There was a very famous leader in Atlanta who thought that education
was appropriate, but on the whole the view was "If you're going to keep people
down, you have to keep them ignorant. And so nothing personal, but we just
don't want to recognize the attributes that man of learning would bring. Quite
threatening, those would be." And so someone like Dubois was a virtual freak
from the point of view of the ethos of the South. And there were numbers like
Dubois who, if not with his stellar accomplishments, nonetheless, had a
commitment to and a belief in higher education as the road out of serfdom. Not
for everyone. Everyone appreciated that in society some people as laborers fit
their niche well but that effective leadership required a decent education.

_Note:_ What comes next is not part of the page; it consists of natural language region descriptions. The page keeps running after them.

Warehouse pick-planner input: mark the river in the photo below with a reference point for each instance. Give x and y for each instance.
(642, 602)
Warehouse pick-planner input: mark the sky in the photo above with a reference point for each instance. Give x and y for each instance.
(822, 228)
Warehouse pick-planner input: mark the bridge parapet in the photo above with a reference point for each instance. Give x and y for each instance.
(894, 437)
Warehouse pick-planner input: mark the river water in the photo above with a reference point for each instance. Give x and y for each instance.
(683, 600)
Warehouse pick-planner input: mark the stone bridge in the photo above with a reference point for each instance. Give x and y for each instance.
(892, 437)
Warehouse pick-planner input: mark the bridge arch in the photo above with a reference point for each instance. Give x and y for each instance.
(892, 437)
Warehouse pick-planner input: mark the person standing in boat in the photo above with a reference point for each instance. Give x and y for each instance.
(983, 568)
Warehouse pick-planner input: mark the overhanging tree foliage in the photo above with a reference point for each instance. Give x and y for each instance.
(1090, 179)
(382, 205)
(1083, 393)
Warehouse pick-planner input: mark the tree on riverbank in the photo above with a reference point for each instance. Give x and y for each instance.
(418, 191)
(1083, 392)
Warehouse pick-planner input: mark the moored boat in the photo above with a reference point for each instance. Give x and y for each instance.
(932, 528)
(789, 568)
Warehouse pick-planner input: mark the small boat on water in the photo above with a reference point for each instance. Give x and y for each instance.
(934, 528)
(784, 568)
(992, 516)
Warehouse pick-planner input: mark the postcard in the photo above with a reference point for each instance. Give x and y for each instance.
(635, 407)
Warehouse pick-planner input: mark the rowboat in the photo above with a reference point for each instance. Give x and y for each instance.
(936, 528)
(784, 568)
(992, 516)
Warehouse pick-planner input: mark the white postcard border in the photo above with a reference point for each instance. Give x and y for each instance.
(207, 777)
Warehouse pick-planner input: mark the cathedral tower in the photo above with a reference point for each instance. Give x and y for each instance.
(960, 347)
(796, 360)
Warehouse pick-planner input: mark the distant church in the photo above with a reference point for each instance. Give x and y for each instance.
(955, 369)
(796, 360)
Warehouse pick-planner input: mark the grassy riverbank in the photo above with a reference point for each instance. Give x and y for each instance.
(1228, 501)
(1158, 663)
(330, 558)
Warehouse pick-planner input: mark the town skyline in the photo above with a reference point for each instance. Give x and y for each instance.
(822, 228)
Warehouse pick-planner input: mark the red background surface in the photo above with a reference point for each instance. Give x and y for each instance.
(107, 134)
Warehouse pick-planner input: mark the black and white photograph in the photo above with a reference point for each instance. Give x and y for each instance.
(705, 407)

And that was anathema within this settlement of the Jim Crow settlement that
then prevailed.
The education business is a little murky because by 1900 it has been pretty
well decided that a certain amount of education was required to make the system
of repression work. You had to have people who showed up punctually. You had
to have people who took their orders obediently and understand them fully. And
so there was a level of education which had been -- a consensus had been
arrived at. The danger from the point of view of this apartheid arrangement
was that you would have creeping literacy and creeping knowledge and so you
had to have a ceiling and beyond that ceiling no one safely should be allowed
to go.
"Well, we've got to have the ballot. We've got to get it back." That, Dubois
becomes quite clear about, if not in 1900, by 1901-1902. And the other is that
higher education, if it's not for everybody, and it isn't for all Americans,
irrespective of race, he would have said, but higher education has to be
available on the basis of merit. And without that, we will have a leadership
class that is acephalous that is at the whim and beck and call of people whose
interests are not our own.
Racially separate institutions, Dubois concluded, weren't going to give the
results that African Americans wanted simply because they wouldn't have the
leverage to make those separate institutions ones of parity. There would
always be a disequilibrium. Philosophically, Dubois may have had no problem
with a great African American institution. On the other hand, he always
believed ultimately in the co-mingling of groups and the interplay of talents
and in the collaboration of groups. He was somewhat equivocal on that point,
but on the point of racial segregation as it existed in the South, he was in
adamant opposition and, indeed, as it began to exist in the North, he opposed
it resolutely.
The commitment to literacy was constant on the part of African Americans. And
the percentages of literacy by the end of the century, by 1900, basic literacy
has galloped ahead. People believed that education, of course, was the
turnstile for advancement. And even in this South of Jim Crow separation and
disparate allocation of resources the ordinary person believed that if he or
she dutifully became a mason, a carpenter a home economics teacher that a
farmer with some knowledge of agronomy, that he or she could in her life, in
his life, make a difference. Only later, I suppose, did it become apparent to
large numbers of people that this kind of education, whether well intentioned
or not by the philanthropists of the North like Andrew Carnegie and the
Rockefellers, who began pouring money into Tuskegee and Hampton and such places
-- only later did it occur to them, did they realize that the kind of education
they were getting, whether well intentioned or not, was for the last century
and that industrialized -- that in the industrialization of a country galloping
ahead increasingly meant that they were trained for the wrong occupations, or
occupations so marginal that that in fact they promise very little.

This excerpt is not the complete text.